The FINANCIAL — France’s economic growth accelerated in the first quarter, official data showed on May 13, as the country and the wider eurozone show signs of snapping out of the economic torpor that has gripped the currency area, according to Nasdaq.
Gross domestic product in the eurozone’s second-largest economy was 0.6% higher in the first quarter of the year than in the final three months of 2014, national statistics agency Insee reported. That marked an acceleration from the stagnation recorded in the previous quarter, and was the strongest showing since the second quarter of 2013.
The French economy has been largely stagnant for years, undercutting President François Hollande’s push to revive hiring by cutting corporate taxes.
The numbers from France are the first of several GDP releases Wednesday that are expected to show the strongest expansion across the eurozone in years.
The eurozone economy returned to growth in the second quarter of 2013, having contracted for the previous six quarters. But quarter-to-quarter growth has been anemic, leaving the jobless rate close to its record high, and making it difficult for governments and households to reduce high levels of debt.
With the economy barely avoiding stagnation and consumer prices in decline, the European Central Bank in March launched a massive program to buy government bonds and stimulate growth and inflation.

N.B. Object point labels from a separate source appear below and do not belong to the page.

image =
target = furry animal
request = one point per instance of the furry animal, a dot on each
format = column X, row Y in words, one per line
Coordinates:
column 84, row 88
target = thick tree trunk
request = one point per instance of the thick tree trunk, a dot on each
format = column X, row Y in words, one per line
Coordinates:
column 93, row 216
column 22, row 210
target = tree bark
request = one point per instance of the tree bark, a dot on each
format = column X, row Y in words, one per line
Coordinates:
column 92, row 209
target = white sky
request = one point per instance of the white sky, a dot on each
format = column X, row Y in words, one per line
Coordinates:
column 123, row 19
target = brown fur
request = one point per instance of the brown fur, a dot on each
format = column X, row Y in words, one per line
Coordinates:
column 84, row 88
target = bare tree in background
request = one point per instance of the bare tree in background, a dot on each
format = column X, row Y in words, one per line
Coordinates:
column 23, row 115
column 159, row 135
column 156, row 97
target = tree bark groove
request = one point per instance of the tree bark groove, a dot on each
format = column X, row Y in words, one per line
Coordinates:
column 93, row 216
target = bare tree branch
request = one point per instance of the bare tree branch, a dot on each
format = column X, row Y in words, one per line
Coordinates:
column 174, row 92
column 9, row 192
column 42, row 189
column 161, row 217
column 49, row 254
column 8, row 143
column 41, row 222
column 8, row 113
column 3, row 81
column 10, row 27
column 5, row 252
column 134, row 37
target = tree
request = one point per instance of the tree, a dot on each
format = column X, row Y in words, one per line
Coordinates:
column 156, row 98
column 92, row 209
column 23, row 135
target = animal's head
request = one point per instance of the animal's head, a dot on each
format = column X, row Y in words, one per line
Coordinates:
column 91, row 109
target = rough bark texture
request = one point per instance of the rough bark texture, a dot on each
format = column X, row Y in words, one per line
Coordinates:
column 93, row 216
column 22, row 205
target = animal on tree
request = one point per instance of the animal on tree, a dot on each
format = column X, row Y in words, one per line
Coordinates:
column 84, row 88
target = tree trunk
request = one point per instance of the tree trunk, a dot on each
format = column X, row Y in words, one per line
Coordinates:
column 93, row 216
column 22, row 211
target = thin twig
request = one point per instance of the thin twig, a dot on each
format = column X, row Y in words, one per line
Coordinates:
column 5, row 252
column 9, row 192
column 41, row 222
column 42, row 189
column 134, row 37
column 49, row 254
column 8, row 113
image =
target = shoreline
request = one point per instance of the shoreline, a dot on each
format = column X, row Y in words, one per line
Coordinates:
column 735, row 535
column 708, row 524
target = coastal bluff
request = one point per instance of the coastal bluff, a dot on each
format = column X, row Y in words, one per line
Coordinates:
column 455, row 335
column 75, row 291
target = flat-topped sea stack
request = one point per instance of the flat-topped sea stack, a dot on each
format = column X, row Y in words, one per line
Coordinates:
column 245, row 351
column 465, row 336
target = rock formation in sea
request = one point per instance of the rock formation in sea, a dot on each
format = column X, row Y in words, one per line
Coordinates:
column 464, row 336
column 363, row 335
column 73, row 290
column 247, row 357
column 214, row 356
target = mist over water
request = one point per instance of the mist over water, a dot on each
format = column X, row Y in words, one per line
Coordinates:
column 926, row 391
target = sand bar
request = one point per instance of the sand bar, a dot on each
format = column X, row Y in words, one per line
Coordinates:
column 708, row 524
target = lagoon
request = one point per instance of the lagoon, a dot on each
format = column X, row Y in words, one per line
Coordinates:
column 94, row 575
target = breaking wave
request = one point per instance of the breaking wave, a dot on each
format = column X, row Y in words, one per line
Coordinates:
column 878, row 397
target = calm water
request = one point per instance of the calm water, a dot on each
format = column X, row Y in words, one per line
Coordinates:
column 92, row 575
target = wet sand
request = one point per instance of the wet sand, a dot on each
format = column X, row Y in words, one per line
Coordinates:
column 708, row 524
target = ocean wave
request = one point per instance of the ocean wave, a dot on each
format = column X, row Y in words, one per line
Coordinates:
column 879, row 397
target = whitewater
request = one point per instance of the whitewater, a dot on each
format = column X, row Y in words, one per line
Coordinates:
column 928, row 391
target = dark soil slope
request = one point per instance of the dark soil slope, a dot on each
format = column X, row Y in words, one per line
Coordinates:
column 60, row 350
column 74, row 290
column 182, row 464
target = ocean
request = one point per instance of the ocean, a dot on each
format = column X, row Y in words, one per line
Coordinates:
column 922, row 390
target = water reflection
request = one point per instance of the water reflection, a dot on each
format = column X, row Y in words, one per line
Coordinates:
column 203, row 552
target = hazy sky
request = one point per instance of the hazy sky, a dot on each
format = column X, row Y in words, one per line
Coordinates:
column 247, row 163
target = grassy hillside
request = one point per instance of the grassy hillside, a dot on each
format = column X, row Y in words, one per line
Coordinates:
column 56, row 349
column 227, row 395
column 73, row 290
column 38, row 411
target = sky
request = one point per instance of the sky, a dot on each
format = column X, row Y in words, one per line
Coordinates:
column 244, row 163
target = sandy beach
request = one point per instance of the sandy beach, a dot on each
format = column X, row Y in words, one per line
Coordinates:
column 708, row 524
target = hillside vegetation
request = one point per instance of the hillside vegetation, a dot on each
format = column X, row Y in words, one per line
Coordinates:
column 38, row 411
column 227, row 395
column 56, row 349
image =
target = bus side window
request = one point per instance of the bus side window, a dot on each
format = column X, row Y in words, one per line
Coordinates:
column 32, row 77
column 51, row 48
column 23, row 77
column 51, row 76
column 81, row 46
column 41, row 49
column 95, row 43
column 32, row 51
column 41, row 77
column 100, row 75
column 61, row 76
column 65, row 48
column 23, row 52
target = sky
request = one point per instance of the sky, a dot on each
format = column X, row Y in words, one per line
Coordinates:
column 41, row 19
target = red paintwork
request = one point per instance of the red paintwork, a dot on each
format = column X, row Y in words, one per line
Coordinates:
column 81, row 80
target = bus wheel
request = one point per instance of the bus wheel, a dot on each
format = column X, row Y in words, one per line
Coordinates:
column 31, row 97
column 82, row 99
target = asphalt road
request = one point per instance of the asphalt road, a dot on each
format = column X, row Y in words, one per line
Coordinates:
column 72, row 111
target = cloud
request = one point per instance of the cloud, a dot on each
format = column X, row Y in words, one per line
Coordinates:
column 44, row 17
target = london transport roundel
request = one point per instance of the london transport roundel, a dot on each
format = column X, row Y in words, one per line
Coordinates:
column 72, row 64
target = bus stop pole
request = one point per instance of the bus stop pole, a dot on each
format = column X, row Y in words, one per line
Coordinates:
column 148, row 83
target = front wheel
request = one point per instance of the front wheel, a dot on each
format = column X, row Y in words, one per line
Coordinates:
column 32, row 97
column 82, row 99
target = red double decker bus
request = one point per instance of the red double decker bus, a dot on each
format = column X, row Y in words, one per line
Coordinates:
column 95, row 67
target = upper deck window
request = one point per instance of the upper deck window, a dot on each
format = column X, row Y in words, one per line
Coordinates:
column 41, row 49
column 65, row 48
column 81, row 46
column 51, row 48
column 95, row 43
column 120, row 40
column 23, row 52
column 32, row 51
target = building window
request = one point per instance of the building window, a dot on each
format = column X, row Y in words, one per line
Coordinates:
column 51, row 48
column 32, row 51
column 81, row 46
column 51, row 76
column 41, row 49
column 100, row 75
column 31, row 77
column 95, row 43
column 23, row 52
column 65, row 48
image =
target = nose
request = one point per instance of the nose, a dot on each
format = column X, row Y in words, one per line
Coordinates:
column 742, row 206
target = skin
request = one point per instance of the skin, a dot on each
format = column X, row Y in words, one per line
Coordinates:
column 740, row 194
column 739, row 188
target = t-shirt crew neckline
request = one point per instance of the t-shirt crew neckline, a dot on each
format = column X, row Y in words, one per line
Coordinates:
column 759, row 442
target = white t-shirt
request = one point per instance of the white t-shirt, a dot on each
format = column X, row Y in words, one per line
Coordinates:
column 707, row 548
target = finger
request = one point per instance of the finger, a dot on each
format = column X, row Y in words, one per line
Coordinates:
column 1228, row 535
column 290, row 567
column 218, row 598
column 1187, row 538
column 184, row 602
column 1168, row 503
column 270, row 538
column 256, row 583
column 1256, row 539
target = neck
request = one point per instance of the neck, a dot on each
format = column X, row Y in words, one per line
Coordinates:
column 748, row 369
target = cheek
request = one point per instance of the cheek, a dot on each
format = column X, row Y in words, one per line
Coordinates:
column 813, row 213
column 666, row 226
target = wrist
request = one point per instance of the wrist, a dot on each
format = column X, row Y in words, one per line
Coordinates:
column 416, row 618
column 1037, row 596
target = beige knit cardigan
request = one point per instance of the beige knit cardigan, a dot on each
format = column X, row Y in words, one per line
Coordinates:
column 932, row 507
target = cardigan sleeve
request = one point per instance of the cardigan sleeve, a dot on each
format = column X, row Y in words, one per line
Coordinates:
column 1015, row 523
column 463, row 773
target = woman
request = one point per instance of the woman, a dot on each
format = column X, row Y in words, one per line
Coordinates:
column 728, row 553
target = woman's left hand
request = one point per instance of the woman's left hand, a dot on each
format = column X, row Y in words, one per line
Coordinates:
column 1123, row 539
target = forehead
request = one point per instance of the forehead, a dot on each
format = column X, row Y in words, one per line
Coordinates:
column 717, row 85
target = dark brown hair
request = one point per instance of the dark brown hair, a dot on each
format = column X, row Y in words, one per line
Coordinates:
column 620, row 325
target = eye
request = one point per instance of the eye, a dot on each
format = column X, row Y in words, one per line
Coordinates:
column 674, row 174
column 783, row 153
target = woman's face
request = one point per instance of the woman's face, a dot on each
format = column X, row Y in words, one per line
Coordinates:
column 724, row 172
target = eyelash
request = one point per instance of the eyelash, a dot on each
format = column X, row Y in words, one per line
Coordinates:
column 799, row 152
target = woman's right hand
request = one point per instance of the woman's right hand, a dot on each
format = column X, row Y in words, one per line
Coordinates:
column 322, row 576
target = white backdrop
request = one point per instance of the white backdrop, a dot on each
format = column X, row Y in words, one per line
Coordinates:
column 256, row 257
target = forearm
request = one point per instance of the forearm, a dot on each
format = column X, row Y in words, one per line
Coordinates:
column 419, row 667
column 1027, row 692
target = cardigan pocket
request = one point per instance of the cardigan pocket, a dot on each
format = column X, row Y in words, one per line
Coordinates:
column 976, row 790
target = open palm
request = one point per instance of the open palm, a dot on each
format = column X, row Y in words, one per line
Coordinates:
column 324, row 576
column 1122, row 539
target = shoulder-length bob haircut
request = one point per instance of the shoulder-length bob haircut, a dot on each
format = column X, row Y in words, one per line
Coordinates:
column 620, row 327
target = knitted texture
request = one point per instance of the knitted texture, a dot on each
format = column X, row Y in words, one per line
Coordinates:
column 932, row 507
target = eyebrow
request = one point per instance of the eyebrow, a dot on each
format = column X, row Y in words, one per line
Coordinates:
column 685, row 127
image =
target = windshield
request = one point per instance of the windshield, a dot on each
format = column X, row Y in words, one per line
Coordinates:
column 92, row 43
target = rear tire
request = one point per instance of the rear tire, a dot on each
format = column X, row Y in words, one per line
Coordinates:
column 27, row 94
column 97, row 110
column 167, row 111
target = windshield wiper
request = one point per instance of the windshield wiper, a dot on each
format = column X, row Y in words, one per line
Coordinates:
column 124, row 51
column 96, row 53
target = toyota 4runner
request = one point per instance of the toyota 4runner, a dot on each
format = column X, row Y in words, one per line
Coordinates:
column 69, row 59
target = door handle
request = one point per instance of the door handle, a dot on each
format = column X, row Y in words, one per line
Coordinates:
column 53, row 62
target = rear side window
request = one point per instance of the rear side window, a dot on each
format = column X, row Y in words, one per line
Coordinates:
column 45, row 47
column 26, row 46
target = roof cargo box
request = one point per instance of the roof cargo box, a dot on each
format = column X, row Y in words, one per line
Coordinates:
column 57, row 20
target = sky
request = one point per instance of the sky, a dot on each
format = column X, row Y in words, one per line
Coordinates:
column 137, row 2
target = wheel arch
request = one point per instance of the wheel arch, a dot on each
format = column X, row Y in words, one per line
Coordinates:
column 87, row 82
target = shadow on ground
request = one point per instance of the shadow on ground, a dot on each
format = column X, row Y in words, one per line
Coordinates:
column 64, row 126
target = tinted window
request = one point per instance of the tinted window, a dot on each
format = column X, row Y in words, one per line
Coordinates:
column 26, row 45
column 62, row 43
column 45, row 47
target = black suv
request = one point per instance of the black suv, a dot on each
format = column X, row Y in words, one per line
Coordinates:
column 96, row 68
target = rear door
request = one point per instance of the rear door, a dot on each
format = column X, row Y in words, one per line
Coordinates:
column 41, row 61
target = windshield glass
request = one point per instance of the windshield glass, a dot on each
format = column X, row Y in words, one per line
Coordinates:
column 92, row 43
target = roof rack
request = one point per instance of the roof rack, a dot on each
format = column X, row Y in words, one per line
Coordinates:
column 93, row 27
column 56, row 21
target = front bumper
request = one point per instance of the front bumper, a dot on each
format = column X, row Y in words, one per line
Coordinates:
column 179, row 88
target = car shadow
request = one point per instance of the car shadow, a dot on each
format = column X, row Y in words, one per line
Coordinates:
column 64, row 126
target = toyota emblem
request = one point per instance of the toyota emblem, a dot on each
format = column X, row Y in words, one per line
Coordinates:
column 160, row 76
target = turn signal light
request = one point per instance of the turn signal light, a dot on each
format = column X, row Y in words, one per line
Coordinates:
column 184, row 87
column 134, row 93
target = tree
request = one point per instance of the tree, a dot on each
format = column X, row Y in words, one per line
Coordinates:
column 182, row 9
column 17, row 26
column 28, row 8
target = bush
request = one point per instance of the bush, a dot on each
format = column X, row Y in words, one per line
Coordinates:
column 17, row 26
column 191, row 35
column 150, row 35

A fall in oil prices and a weakening of the euro against the dollar are also delivering a boost to parts of the economy, particularly to eurozone exporters.
But policy makers still worry the currency area is at risk of a slide into deflation, or a situation in which consumers and businesses cut back on spending because they expect prices to fall further, the outcome being a decline in output and employment that pushes prices even lower.
The monetary union is also plagued by persistent doubts about Greece’s ability to remain inside the currency area.